Significato e principi del Judo
I principi cardine del Ju-Do risiedono nel significato e nell'etimo della parola stessa, la “via della cedevolezza”. Ju sintetizza il “come”, il criterio adoperato; Do, il “cosa e il dove”, cioè l'oggetto della disciplina e la direzione a cui tende.
Do, in particolare, simboleggia l’andare, il camminare, il mettersi in marcia ed evoca l’immagine stilizzata della testa di un condottiero che funge da riferimento per gli abitanti del villaggio. Per estensione, il modello da emulare, la strada da seguire, la regola a cui attenersi. Il concetto di DO deriva dal cinese TAO e significa letteralmente “ciò che conduce”, la “disciplina”, la “Via” morale, spirituale, etica.
La scelta del termine, in sostituzione di Jitsu, è indicativa della volontà del fondatore del judo, il Prof. Jikoro Kano, di rielaborare in chiave formativa e divulgativa l’antica accezione di arte marziale legata all'utilizzo delle tecniche di combattimento in tempo di guerra, in linea con l'apertura culturale che il Giappone mostrò alla fine dell'800, dopo la caduta delle dittature militari. L'affinamento meticoloso della tecnica marziale abbandona così la sua severa impronta bellica per diventare strumento universale di realizzazione del benessere fisico e mentale, capace di acquisire aura artistica e trascendere nella più profonda espressione di se stessi, nell'essenza, nell'"io".
JU indica invece il concetto di cedevolezza, di flessibilità e rappresenta la modalità attraverso cui perseguire il principio DO. È simboleggiato da un ideogramma che ricorda un salice che flette i rami al peso della neve, per poi riprendere la posizione originaria. Riconduce al contrasto con la forza immobile, definibile e vulnerabile della grande quercia – metafora di intransigenza e ostinazione – ed è da intendersi come sistema di assorbimento, risposta e miglior adattamento alle dinamiche di combattimento, di relazione, di vita. Partendo dal controllo delle forze dell'avversario, dalla lettura dei suoi movimenti, dei suoi squilibri, delle tensioni, dei punti di fragilità, il judoka, sublimando il suo approccio motorio in principio esistenziale, giungerà ad inquadrare i problemi quotidiani, a determinarne i confini e a ricavare le soluzioni più adeguate, utilizzando il giusto tempo e le migliori opportunità per impiegare energia e raggiungere i propri obiettivi (principio sei ryoku zen yo).

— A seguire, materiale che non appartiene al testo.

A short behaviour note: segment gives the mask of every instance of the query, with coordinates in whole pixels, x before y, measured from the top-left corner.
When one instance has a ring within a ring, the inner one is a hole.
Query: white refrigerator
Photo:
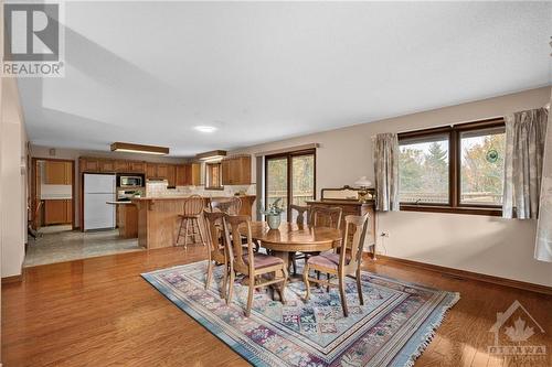
[[[115,228],[115,174],[84,174],[84,230]]]

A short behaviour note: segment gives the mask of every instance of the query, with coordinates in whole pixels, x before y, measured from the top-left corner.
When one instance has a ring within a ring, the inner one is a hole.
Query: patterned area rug
[[[445,312],[459,299],[420,284],[362,272],[364,305],[357,284],[347,282],[349,317],[339,291],[293,282],[283,305],[275,292],[258,290],[244,316],[247,287],[236,282],[233,303],[220,298],[222,267],[204,289],[206,261],[144,273],[159,292],[255,366],[412,366]],[[302,269],[300,269],[302,270]]]

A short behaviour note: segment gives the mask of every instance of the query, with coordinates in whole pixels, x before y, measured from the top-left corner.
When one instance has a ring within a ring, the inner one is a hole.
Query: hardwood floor
[[[189,246],[25,269],[23,283],[2,285],[3,366],[246,366],[139,276],[205,257],[204,247]],[[389,260],[365,268],[461,293],[416,366],[552,366],[552,296]],[[546,357],[503,360],[487,354],[497,312],[514,300],[544,328],[535,330],[531,344],[545,345]]]

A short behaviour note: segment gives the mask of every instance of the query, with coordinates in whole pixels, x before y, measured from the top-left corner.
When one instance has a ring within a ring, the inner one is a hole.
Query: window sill
[[[471,214],[486,215],[492,217],[502,216],[502,208],[499,207],[477,207],[477,206],[446,206],[446,205],[416,205],[401,204],[403,212],[427,212],[427,213],[449,213],[449,214]]]
[[[204,190],[217,190],[217,191],[223,191],[223,190],[224,190],[224,186],[205,187]]]

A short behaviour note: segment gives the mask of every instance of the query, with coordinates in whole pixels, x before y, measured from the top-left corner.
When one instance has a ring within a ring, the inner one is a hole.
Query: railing
[[[291,198],[291,204],[294,205],[305,205],[306,201],[310,201],[314,197],[314,192],[299,192],[294,193]],[[280,206],[287,207],[287,191],[272,191],[268,193],[268,203],[274,203],[277,198],[282,198]]]
[[[401,192],[400,201],[402,203],[443,204],[443,203],[448,203],[448,193]],[[495,194],[490,192],[461,193],[460,202],[469,204],[500,205],[502,204],[502,194]]]

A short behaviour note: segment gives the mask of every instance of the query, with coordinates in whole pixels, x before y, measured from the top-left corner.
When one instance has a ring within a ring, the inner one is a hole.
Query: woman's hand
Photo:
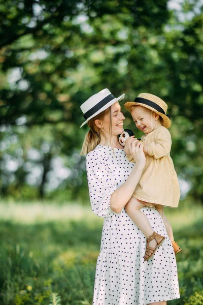
[[[140,200],[140,199],[137,199],[138,201],[143,204],[143,205],[147,205],[149,207],[153,207],[155,205],[156,205],[156,203],[150,203],[150,202],[146,202],[145,201],[143,201],[142,200]]]
[[[134,139],[130,144],[130,154],[132,156],[136,164],[140,165],[144,168],[146,164],[146,157],[143,151],[143,143]]]
[[[127,156],[130,155],[129,150],[130,146],[132,141],[133,141],[134,139],[134,136],[131,136],[125,141],[125,147],[124,148],[124,151],[125,155],[127,155]]]

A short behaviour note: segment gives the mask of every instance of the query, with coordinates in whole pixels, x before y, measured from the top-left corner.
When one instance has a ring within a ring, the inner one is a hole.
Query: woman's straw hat
[[[125,103],[124,106],[131,112],[131,107],[135,105],[142,106],[158,113],[163,119],[163,126],[166,128],[170,127],[170,117],[166,115],[168,108],[167,104],[160,98],[150,93],[141,93],[134,102],[127,102]]]
[[[121,101],[124,97],[125,94],[123,94],[118,98],[115,98],[107,88],[90,97],[80,106],[83,116],[86,119],[81,127],[91,118],[106,110],[116,102]]]

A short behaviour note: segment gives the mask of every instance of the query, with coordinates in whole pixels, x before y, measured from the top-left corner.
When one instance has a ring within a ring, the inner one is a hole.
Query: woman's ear
[[[101,128],[103,125],[103,121],[100,119],[95,119],[94,124],[98,128]]]

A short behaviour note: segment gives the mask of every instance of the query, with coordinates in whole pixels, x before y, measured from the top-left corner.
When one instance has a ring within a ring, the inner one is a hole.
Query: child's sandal
[[[155,248],[149,246],[149,243],[152,239],[156,239],[157,245]],[[145,254],[145,262],[151,258],[154,255],[158,248],[163,243],[165,240],[165,237],[154,232],[149,237],[147,238],[147,248]]]
[[[181,247],[179,247],[178,245],[177,245],[177,243],[176,243],[176,241],[174,241],[174,240],[173,240],[173,241],[172,241],[172,243],[176,255],[178,254],[178,253],[180,253],[180,252],[181,252],[181,251],[183,251]]]

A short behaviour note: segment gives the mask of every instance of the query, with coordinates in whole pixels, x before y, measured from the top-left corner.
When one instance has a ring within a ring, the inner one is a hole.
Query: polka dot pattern
[[[146,305],[180,297],[174,251],[155,207],[142,210],[166,239],[153,259],[144,262],[146,238],[123,208],[110,207],[111,194],[128,177],[133,164],[124,150],[98,145],[86,157],[92,210],[103,217],[100,252],[95,272],[93,305]]]

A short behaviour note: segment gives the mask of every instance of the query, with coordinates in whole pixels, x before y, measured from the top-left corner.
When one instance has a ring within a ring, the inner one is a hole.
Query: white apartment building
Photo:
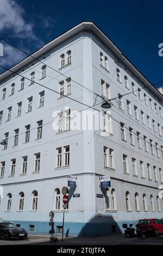
[[[53,210],[58,235],[64,186],[65,234],[106,235],[124,222],[162,218],[162,95],[92,22],[32,56],[0,76],[0,140],[7,142],[0,145],[0,218],[48,233]],[[116,98],[111,108],[102,109],[94,93]],[[102,127],[71,128],[71,114],[93,105],[87,110],[100,113]],[[68,175],[77,178],[74,190]],[[103,175],[111,177],[105,190]]]

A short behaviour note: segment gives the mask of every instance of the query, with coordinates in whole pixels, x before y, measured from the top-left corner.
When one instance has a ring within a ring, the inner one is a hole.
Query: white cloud
[[[20,38],[35,39],[33,26],[26,21],[24,13],[15,0],[0,0],[0,32],[9,29]]]

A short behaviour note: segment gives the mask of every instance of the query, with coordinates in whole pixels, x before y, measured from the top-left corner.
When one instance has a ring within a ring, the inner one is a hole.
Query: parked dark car
[[[10,222],[0,223],[0,238],[3,240],[11,239],[22,239],[27,238],[27,232],[25,229],[16,228]]]
[[[147,234],[155,236],[163,234],[163,223],[159,219],[140,219],[139,227]]]

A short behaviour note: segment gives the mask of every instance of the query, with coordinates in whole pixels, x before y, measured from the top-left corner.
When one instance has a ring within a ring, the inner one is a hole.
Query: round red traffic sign
[[[64,205],[66,205],[68,203],[68,197],[66,195],[63,196],[63,203]]]

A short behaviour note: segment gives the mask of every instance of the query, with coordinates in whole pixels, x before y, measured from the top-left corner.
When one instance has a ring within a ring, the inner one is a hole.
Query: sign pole
[[[63,224],[62,224],[62,242],[64,241],[64,221],[65,221],[65,205],[64,205],[64,212],[63,212]]]

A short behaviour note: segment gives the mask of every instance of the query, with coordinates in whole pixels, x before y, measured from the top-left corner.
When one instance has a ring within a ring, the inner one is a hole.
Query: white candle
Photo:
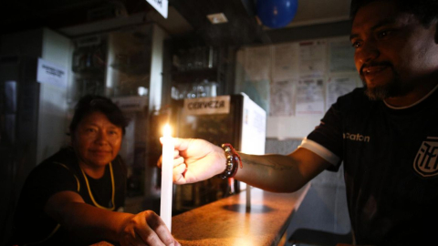
[[[172,169],[173,169],[173,142],[171,137],[171,127],[163,128],[162,159],[162,203],[160,217],[172,231]]]

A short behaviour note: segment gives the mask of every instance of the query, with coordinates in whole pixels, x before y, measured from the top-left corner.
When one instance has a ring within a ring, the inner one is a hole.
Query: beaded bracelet
[[[237,162],[240,163],[240,168],[243,168],[242,159],[240,159],[240,156],[237,154],[235,149],[233,148],[233,146],[231,146],[231,144],[223,144],[222,149],[224,149],[224,151],[225,151],[226,166],[225,170],[223,173],[219,174],[219,178],[233,178],[237,173],[237,169],[239,167]]]

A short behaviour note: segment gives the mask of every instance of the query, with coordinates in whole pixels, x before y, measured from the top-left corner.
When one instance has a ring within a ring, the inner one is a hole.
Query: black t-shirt
[[[61,149],[27,177],[15,212],[13,243],[72,245],[62,226],[44,212],[47,200],[57,192],[70,190],[78,192],[88,204],[120,211],[125,184],[126,169],[119,156],[106,166],[104,176],[95,179],[81,170],[72,149]]]
[[[337,155],[337,168],[343,161],[357,243],[438,242],[438,90],[414,106],[391,108],[355,89],[308,139]]]

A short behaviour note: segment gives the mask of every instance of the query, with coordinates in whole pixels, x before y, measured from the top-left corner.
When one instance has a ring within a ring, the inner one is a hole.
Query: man
[[[287,156],[175,138],[173,181],[211,178],[224,173],[225,163],[224,176],[233,176],[240,156],[236,179],[293,192],[342,162],[354,243],[436,243],[437,9],[434,0],[353,0],[350,39],[364,87],[339,97]]]

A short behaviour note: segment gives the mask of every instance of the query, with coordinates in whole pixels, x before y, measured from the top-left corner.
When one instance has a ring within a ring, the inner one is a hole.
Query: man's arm
[[[85,203],[73,191],[54,194],[47,200],[45,212],[80,243],[110,241],[121,245],[179,245],[153,211],[134,215],[102,210]]]
[[[235,179],[274,192],[296,191],[331,165],[304,148],[298,148],[287,156],[239,155],[244,168],[239,168]]]
[[[226,160],[222,148],[203,139],[174,139],[178,150],[173,162],[174,183],[201,181],[225,169]],[[287,156],[239,155],[244,168],[239,168],[235,179],[275,192],[293,192],[331,165],[304,148]]]

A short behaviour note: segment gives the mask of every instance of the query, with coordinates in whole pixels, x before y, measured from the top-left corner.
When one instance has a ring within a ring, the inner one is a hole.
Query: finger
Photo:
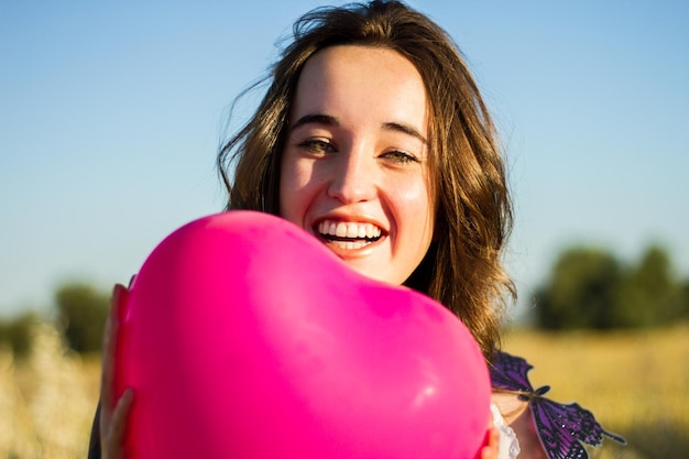
[[[114,374],[114,350],[117,345],[117,334],[119,327],[118,312],[127,303],[128,291],[124,286],[117,284],[112,289],[110,299],[110,310],[106,320],[102,337],[102,370],[100,376],[100,403],[101,417],[109,418],[113,405],[112,379]],[[106,419],[107,420],[107,419]]]
[[[132,406],[133,395],[131,389],[124,390],[112,411],[112,417],[103,436],[102,459],[121,459],[123,456],[127,416]]]
[[[496,459],[500,445],[500,433],[493,428],[493,423],[486,433],[485,445],[481,448],[481,459]]]

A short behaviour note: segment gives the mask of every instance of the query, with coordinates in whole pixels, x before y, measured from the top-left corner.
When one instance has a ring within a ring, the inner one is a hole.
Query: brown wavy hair
[[[501,262],[512,227],[505,167],[494,124],[461,52],[423,13],[376,0],[320,8],[297,20],[258,110],[219,152],[227,208],[278,212],[281,155],[297,80],[314,53],[337,45],[396,51],[422,75],[437,220],[434,242],[405,285],[452,310],[490,359],[500,345],[502,306],[515,297]]]

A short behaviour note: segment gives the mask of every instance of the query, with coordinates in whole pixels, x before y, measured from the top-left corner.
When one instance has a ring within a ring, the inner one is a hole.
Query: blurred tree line
[[[573,247],[560,253],[534,300],[542,329],[659,327],[689,319],[689,280],[677,275],[658,245],[633,263],[603,249]]]
[[[676,274],[668,252],[657,245],[647,248],[633,263],[604,249],[573,247],[558,255],[534,300],[534,323],[542,329],[658,327],[689,319],[689,280]],[[100,351],[109,304],[109,292],[88,284],[57,288],[55,323],[72,350]],[[25,354],[31,325],[40,319],[26,313],[0,320],[0,346]]]
[[[69,349],[99,352],[110,307],[110,294],[85,283],[67,283],[54,296],[54,323]],[[19,357],[31,349],[32,325],[42,318],[29,312],[12,320],[0,321],[0,346],[12,348]]]

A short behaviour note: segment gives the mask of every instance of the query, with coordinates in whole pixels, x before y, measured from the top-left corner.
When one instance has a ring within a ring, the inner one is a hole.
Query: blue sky
[[[320,4],[0,0],[0,316],[50,310],[63,282],[125,283],[220,210],[228,109]],[[659,242],[689,275],[689,2],[409,4],[499,124],[523,302],[575,243],[634,260]]]

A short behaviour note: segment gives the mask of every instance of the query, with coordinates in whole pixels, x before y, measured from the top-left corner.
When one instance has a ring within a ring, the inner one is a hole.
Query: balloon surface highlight
[[[119,314],[134,459],[474,459],[488,369],[449,310],[367,278],[278,217],[165,238]]]

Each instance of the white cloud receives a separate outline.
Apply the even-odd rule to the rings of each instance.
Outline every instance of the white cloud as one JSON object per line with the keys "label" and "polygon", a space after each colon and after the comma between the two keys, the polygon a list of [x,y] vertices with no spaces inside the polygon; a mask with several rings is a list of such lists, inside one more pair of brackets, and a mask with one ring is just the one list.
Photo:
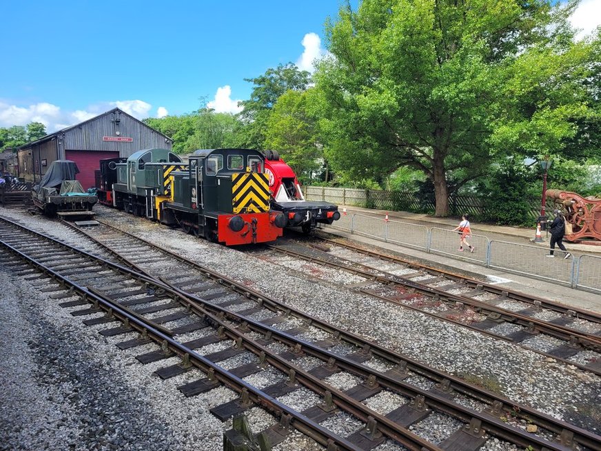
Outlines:
{"label": "white cloud", "polygon": [[240,100],[232,100],[232,88],[229,85],[225,85],[217,88],[215,93],[215,99],[207,102],[207,108],[212,108],[215,112],[238,113],[242,111],[242,107],[238,106]]}
{"label": "white cloud", "polygon": [[[65,111],[59,106],[46,102],[21,106],[0,99],[0,127],[26,126],[30,122],[41,122],[45,126],[47,132],[53,133],[87,121],[115,107],[136,119],[143,119],[150,116],[152,106],[142,100],[119,100],[89,105],[85,110]],[[159,107],[157,117],[164,117],[167,114],[165,107]]]}
{"label": "white cloud", "polygon": [[150,103],[147,103],[142,100],[118,100],[116,102],[110,102],[110,104],[138,119],[148,117],[148,112],[152,108]]}
{"label": "white cloud", "polygon": [[164,106],[159,106],[156,108],[156,117],[161,119],[161,117],[165,117],[169,114],[169,112],[167,110]]}
{"label": "white cloud", "polygon": [[0,127],[41,122],[48,128],[61,117],[61,108],[52,103],[41,102],[29,106],[18,106],[0,101]]}
{"label": "white cloud", "polygon": [[315,60],[320,59],[326,54],[325,50],[321,48],[321,39],[316,33],[307,33],[301,43],[305,51],[296,61],[296,66],[300,70],[308,70],[313,73],[315,71]]}
{"label": "white cloud", "polygon": [[601,0],[582,0],[570,17],[572,26],[580,30],[577,39],[582,39],[601,25]]}

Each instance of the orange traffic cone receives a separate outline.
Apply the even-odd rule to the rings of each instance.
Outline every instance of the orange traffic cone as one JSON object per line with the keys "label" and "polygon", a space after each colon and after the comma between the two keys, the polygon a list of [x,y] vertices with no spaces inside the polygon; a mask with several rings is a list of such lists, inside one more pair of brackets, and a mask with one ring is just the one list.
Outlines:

L'ottenimento del risultato, pur transitando attraverso una pratica individuale, non può prescindere tuttavia dall'incontro con “l'altro”, perché è nell'interazione che il judoka trova occasione di studio, conoscenza e superamento dei propri limiti. Di qui il senso del significato “via della cedevolezza”, che non fa riferimento all'uso di un gesto motorio prevalente, piuttosto evoca la necessità di operare una risposta cedevole rispetto a qualcos'altro, invitando implicitamente il praticante al dialogo, al confronto, alla comunicazione, ad accogliere con gratitudine le informazioni provenienti dall'esterno.
Ove pertanto si riconosca nella condivisione la chiave di lettura per il miglioramento di se stessi, il miglior impiego dell'energia dell'uno si innalza ad impiego armonico delle energie di tutti (la collettività) e di tutto (le forze della natura), in un circolo virtuoso che contribuisce al miglioramento esistenziale ed al progresso sociale, fino a confondersi con l'Universo (principio ji ta kyo ei).
Judo è dunque il percorso di maturazione personale fondato sull'esercizio ed il perfezionamento delle tecniche di combattimento, sull'analisi ed il rispetto delle forze avverse, sull'ottimizzazione delle capacità di adattamento agli eventi, che conduce il praticante alla ricerca della propria essenza e diventa slancio per la costruzione della moralità, per il raggiungimento del benessere sociale e dell'equilibrio naturale.